The only 'traditional' choice of career, as in, get up, go to work, come home x days a week type career, I can see myself doing is journalism - again, writing, but this time in a non-fictional aspect. It's what I'm hoping to do at university/college (with any luck, fingers crossed!) and it strikes me as a nice career choice as it still has a degree of flexibility, there are so many branches of it. The only thing is, it has a real stigma of snideness and secrecy about it - how many times do we see a person's secrets splashed over newspapers like nobody's business and a snide journalist just saying "well, it's what THEY want to read, don't blame me...". My conscience wouldn't allow me to be like that, and I hope I'm not placed in a position to do that by a future employer.

In a nutshell then, here are my plans and dreams for my life:
  • Get out of Swanley as fast as possible.
  • Work hard to try and make a living out of being a writer, with music and journalism being the other two options there.
  • See the world.
  • Have financial security.
Too much to ask? Probably - ain't gonna stop me from trying though! :)

30 Days Challenge - Day 17

Day 17- Someone you would want to switch lives with for one day and why.

Man this is tricky! It's difficult to actually visualise someone else's life and if I'd want to experiance it, but there are a couple that, based on what they seem to be, I would be fascinated to experiance a day of their lives. The two musical choices for me are Greg Graffin, singer for the band Bad Religion, and solo artist Nell Bryden.

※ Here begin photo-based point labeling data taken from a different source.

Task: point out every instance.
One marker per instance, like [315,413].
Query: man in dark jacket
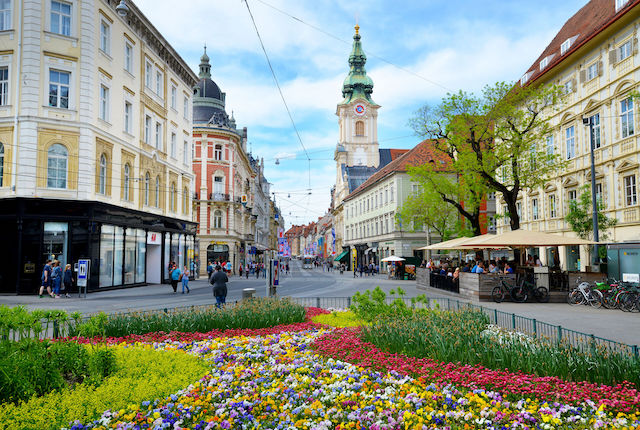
[219,281]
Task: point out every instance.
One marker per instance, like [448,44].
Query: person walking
[56,278]
[175,277]
[67,280]
[185,279]
[219,281]
[45,279]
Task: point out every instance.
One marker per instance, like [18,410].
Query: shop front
[126,247]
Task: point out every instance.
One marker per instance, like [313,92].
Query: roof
[422,153]
[588,22]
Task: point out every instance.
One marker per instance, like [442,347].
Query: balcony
[219,197]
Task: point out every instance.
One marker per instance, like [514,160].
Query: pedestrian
[185,279]
[67,280]
[56,278]
[219,281]
[45,279]
[175,277]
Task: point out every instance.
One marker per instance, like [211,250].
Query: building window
[102,177]
[148,75]
[630,190]
[624,51]
[126,183]
[59,89]
[158,135]
[128,119]
[5,15]
[570,139]
[105,37]
[61,18]
[173,197]
[1,164]
[159,84]
[157,191]
[626,116]
[4,86]
[217,219]
[128,57]
[147,179]
[57,166]
[185,152]
[147,129]
[104,103]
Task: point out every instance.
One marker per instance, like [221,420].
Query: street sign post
[83,276]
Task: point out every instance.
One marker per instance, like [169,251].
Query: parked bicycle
[585,294]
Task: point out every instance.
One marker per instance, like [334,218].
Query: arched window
[1,163]
[57,166]
[102,175]
[147,178]
[126,182]
[172,203]
[185,201]
[217,219]
[157,191]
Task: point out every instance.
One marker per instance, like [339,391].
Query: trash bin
[248,293]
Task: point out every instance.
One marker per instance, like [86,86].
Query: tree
[495,139]
[426,209]
[580,217]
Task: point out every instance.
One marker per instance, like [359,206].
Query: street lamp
[589,122]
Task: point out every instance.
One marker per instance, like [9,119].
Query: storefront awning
[341,256]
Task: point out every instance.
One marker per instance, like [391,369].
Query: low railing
[511,321]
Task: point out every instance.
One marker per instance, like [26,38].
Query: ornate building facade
[91,94]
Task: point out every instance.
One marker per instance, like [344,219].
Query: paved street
[610,324]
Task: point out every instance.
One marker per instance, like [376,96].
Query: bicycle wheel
[596,299]
[497,294]
[575,297]
[519,294]
[541,294]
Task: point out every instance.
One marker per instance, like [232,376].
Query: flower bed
[277,381]
[346,344]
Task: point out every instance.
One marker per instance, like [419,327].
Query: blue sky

Graffin is everything you wouldn't expect from a punk rock band frontman - well-spoken and incredibly intelligent, and I'd love to live a day of his life to gain more of an insight on his views on religion, atheism, existance and such things, as well as a day on tour with one of my favourite bands :D

Nell Bryden would be similar, but for different reasons - she has that whole Americana feel in everything she does, music included, and she tours in such a renegade fashion, with a random selection of musicians in her backing band each time, and tours just so so much - would be pretty mind-blowing to get a taste of all that just for a day.